Le président Florentino Pérez a reçu le latéral espagnol en salle de réunion, où il a signé son contrat en bonne et due forme. Après la signature, Cucurella a reçu une réplique du stade, une montre et un maillot floqué à son nom, avec le numéro 17.
« C’est une fierté et un honneur de pouvoir porter ce maillot du meilleur club du monde », a confié Cucurella. L’Espagnol, qui n’a encore jamais soulevé la Ligue des champions, s’est ensuite dit particulièrement marqué par les fameuses remontadas madrilènes, évoquant notamment le souvenir de coéquipiers en sélection ayant vécu ces épisodes, comme Carvajal, Nacho ou Joselu.

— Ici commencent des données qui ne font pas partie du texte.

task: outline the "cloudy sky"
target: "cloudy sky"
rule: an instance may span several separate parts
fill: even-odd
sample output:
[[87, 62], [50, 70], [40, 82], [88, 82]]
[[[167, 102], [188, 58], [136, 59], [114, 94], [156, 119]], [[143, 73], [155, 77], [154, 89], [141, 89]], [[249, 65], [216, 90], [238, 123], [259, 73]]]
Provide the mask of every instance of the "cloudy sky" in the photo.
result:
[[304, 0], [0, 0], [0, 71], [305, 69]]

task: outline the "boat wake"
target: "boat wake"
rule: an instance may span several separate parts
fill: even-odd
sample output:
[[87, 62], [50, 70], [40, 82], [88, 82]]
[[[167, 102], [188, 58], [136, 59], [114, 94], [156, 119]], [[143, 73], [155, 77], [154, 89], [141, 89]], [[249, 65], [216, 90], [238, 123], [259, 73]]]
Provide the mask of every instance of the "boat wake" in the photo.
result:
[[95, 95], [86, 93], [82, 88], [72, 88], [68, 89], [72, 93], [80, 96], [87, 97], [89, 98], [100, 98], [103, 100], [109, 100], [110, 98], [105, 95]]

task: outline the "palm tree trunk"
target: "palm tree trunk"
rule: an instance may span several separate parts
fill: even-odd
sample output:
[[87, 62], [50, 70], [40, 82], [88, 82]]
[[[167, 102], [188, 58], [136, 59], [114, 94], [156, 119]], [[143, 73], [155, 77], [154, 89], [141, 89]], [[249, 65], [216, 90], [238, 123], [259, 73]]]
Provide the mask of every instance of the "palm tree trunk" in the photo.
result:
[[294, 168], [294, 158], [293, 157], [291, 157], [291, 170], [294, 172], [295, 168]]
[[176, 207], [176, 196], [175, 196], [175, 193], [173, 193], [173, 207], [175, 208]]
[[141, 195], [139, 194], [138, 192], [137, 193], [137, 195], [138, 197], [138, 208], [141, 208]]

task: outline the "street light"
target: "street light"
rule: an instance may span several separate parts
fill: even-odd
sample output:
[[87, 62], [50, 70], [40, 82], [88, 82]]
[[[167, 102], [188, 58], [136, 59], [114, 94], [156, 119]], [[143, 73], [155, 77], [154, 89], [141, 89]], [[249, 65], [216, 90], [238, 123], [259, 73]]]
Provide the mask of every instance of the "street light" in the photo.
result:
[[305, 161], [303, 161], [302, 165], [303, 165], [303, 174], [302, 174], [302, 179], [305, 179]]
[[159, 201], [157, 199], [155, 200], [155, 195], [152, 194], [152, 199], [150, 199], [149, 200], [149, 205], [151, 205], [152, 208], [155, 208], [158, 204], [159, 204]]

Interrogé sur son propre vécu face au Real Madrid, l’ancien joueur de Chelsea s’est montré lucide sur ce qui l’attend désormais dans le camp adverse. « Le Bernabéu, j’ai eu la chance d’en souffrir en tant qu’adversaire et je sais ce que ça impose », a-t-il glissé, avant de qualifier de “magiques” ces retournements de situation typiquement madrilènes.
🚨 Marc Cucurella a été présenté officiellement cet après-midi dans les bureaux de Valdebebas.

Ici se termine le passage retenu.